これは明治40年、関門海峡を鯨が通った時の実話です。
彦島に一人の漁師がいましたが、その5つになる男の子は生まれつき体が弱くいつも病気がちでした。ある夜のこと、漁師が昼の疲れでぐっすり寝込んでいると、何かの気配で目が覚めました。部屋の中に真っ黒な大きなものが立ちふさがっており、うすら明かりに目をこらして見るとそれは鯨でした。
漁師は驚いて「な、なにしに来た」とさけぶと、鯨は「わたしたち夫婦鯨は明日の昼頃、子鯨をつれてこの海峡を通ります。しかし、子鯨は病気ですからどうか見逃して下さい。」といったかと思うと姿を消しました。夜が明けると漁師はこの話を仲間に告げ、その鯨を捕ろうと言いました。
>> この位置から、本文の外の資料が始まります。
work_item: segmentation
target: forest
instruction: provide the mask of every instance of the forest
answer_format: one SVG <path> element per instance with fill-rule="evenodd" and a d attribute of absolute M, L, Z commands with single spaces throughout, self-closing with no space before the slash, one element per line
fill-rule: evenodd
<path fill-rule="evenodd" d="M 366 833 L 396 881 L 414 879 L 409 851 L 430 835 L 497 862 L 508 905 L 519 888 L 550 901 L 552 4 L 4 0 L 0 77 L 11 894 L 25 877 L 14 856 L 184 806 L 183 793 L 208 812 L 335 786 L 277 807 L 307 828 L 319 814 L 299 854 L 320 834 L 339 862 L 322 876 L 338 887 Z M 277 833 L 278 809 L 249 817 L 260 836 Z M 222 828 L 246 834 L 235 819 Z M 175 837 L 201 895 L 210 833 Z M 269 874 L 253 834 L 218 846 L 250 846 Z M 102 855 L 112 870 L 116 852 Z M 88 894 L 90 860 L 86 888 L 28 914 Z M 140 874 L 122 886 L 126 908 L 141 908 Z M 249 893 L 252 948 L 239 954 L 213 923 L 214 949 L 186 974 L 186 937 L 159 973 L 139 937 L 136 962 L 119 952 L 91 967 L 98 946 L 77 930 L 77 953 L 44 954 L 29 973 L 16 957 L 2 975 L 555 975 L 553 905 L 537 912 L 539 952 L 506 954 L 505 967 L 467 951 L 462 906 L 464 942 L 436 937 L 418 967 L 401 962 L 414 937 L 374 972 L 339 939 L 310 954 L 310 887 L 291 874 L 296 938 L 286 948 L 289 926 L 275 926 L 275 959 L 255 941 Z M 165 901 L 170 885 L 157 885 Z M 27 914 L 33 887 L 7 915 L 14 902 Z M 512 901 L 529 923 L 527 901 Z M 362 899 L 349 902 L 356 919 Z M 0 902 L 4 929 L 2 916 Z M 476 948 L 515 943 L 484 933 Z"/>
しかし、皆はそんな夢のような話がと相手にしませんでしたが、昔から鯨1頭とると7浦が栄えるといわれているのと、その漁師の話が真に迫っていたので次第に本気になり、いよいよ鯨を捕ることとなりました。
すっかり準備も整い待っていると、やがて西から大瀬戸に入ってくる鯨が見えました。しかもあの漁師の話のように親子3頭でした。鯨を取り囲んだ船から次々にモリが撃ち込まれましたがなかなか命中しません。そのうちどうしたはずみか、1本のモリが子鯨に命中したのです。子鯨はかなしいさけび声をあげて海の中をのたうちまわりました。父親の鯨はそれを聞き、狂い狂って暴れ回ったので小舟は次々にひっくり返されました。漁師たちは命からがらに逃げ帰りましたが、例の漁師が自分の家に帰ってみると、可愛がっていた男の子が死んでいました。ちょうど子鯨にモリが命中したころ、高熱のためもがき死んだのでした。
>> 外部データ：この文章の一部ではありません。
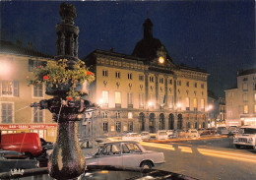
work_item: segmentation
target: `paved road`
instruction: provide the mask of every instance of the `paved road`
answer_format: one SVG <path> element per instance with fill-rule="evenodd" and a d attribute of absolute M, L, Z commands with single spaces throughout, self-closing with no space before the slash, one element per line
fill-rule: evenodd
<path fill-rule="evenodd" d="M 230 138 L 165 144 L 142 143 L 151 150 L 163 151 L 161 170 L 203 180 L 256 179 L 256 150 L 235 150 Z"/>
これに類する話は鯨のとれた各浦に残っています。昔、捕鯨の対象とされたのはセミクジラ、ザトウクジラ、ナガスクジラ、コククジラの種類です。いずれも繁殖のため南の海に向かう下り鯨で漁期は旧暦10月から翌3月でした。山口県北浦地域や長崎県でも話の内容は彦島昔話に似ていますが夫婦鯨、親子鯨等があります。また単なる回遊ではなく、通は青海島大日比の寺参り、川尻は伊勢参り、角島は京まいり、長崎県などでは春になると親鯨が子供を連れて伊勢参りに出かけるから、そのころの鯨を捕獲してはいけないという言い伝えもあります。各地に伝わる鯨の伝説は二つに分類されます。1つは「夫婦鯨の神参り」もう一つは「はらみ鯨の願い」です。この「はらみ鯨」の伝説は北浦地方にはありませんが紀州白浦や四国の室戸あたりに伝わっています。
親子鯨、夫婦鯨、はらみ鯨の願いを込めた伝説が各地に生まれ育ったのは、生きるため、富を得るため、藩の課税を収めるために命懸けで捕鯨業に従事した人たちの鯨にたいする思いやり、供養と感謝の念によるものです。